Je n'ai pas envie de faire une profession de foi.
Et pourtant. Car je ne sais pas si tu mesures à quel point le "pré-cognitivisme" kantien suffirait, avant même de laisser à César ce qui est à César (l'empyrée et la raison) et à Dieu ce qui est à Dieu (la métaphysique et l'idéal), à expliquer les tenants et aboutissants de l'intuition dont tu parles, pour ainsi dire intellectuelle. Finalement, ce serait la psychologie de la logique, depuis laquelle tu dialectiserais volontiers, en chrétien jungien, vers quelque Dieu, en dehors de tout kantisme cette fois-ci, ou plutôt devers et en marge, ès métaphysique et idéal.

Et pourtant, j'estime ta critique recevable devant Vanleers, et je l'aime.
Vanleers a écrit:« C’est ainsi qu’il [Spinoza] ne se contente pas de s’engager dans ses luttes contre l’obscurité superstitieuse et la tyrannie politique, il les combat effectivement ; il paye de sa personne ». (Conclusion p. 113)
Friedrich Nietzsche se moque de lutter contre l'obscurité superstitieuse et la tyrannie politique en soi, contrairement aux "déductions" éthiques spinoziennes, car l'illusion est pour lui (Nietzsche) vitale, au compte de quoi - Deleuze ou pas Deleuze ...
Vanleers a écrit:
Deleuze a écrit:La philosophie théorique de Spinoza est une des tentatives les plus radicales pour constituer une ontologie pure : une seule substance absolument infinie, avec tous les attributs, les êtres n’étant que des manières d’être de cette substance. Mais pourquoi une telle ontologie s’appelle-t-elle Ethique ? Quel rapport y a-t-il entre la grande proposition spéculative et les propositions pratiques qui ont fait le scandale du spinozisme ? L’éthique est la science pratique des manières d’être.

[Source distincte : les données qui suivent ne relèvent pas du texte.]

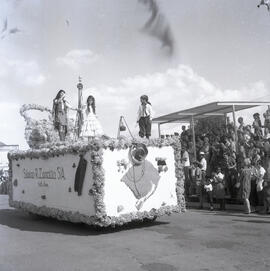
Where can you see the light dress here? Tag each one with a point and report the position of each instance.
(91, 126)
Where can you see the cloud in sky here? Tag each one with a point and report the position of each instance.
(169, 91)
(27, 72)
(76, 58)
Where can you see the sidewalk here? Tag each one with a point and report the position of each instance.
(231, 204)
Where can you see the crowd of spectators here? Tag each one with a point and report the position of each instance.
(231, 163)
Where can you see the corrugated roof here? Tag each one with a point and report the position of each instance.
(206, 110)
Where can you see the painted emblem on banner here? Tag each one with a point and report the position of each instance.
(142, 177)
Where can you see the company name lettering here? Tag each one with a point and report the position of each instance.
(40, 173)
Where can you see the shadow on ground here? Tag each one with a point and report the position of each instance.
(25, 222)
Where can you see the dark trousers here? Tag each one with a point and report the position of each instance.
(145, 125)
(210, 197)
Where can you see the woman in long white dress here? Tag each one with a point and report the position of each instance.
(91, 126)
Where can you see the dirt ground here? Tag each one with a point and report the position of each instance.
(195, 240)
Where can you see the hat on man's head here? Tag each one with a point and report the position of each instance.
(144, 97)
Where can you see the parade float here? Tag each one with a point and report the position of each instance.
(103, 182)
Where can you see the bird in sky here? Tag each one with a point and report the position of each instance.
(158, 27)
(4, 26)
(8, 31)
(14, 30)
(265, 3)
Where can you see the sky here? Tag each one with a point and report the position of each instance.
(221, 52)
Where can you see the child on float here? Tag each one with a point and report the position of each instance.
(60, 114)
(145, 115)
(199, 183)
(257, 125)
(91, 126)
(245, 181)
(192, 189)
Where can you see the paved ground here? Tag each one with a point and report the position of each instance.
(196, 240)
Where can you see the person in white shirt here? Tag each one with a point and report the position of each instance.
(145, 115)
(203, 161)
(186, 164)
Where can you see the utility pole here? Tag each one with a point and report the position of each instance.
(79, 118)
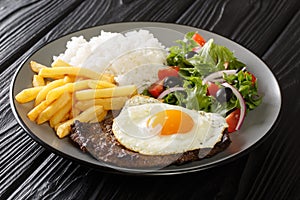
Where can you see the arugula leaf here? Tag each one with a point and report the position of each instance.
(243, 82)
(196, 95)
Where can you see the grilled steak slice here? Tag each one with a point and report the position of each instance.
(99, 140)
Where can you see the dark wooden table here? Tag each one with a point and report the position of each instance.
(270, 29)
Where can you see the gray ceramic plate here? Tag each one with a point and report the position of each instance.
(257, 124)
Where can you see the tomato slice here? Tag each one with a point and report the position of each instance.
(199, 39)
(156, 88)
(212, 89)
(169, 71)
(232, 120)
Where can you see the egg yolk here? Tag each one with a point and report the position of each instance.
(171, 121)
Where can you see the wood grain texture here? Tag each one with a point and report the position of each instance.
(281, 165)
(268, 28)
(255, 24)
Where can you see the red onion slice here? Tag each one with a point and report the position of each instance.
(242, 104)
(169, 90)
(217, 76)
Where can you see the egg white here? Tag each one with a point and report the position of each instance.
(130, 129)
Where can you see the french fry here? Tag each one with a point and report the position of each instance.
(100, 117)
(73, 71)
(38, 81)
(127, 90)
(60, 63)
(28, 94)
(53, 108)
(113, 103)
(36, 67)
(88, 115)
(74, 112)
(95, 84)
(34, 113)
(60, 115)
(54, 84)
(69, 87)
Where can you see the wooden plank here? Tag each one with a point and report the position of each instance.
(254, 24)
(24, 24)
(281, 163)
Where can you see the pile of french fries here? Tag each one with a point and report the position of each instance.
(63, 93)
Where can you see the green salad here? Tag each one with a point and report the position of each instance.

C’est une éthologie, non pas une morale.
... l'ontologie spinozienne reste un moralisme. C'est qu'il (Spinoza) cherche à amender l'humanité, ce que récusait Nietzsche. Le but surhumain nietzschéen n'est que d'amor fati par l'éternel retour du même, dans l'espérance, l'amour et la foi au sens zarathoustrien du respect de soi ; c'est-à-dire qu'il s'agit de permettre aux happy few (les forts sous-numéraires, victimes des faibles sur-numéraires, à condition de comprendre que cette force est de vouloir avant tout, par-devers tout, voire encontre tout) d'évoluer, car l'instinct grégaire des faibles abouliques (seraient-ils au sommet de l’État ou à la tête d'une fortune colossale) involue surtout quand il parle d'amender l'humanité. Tout le nietzschéisme tient là-dedans.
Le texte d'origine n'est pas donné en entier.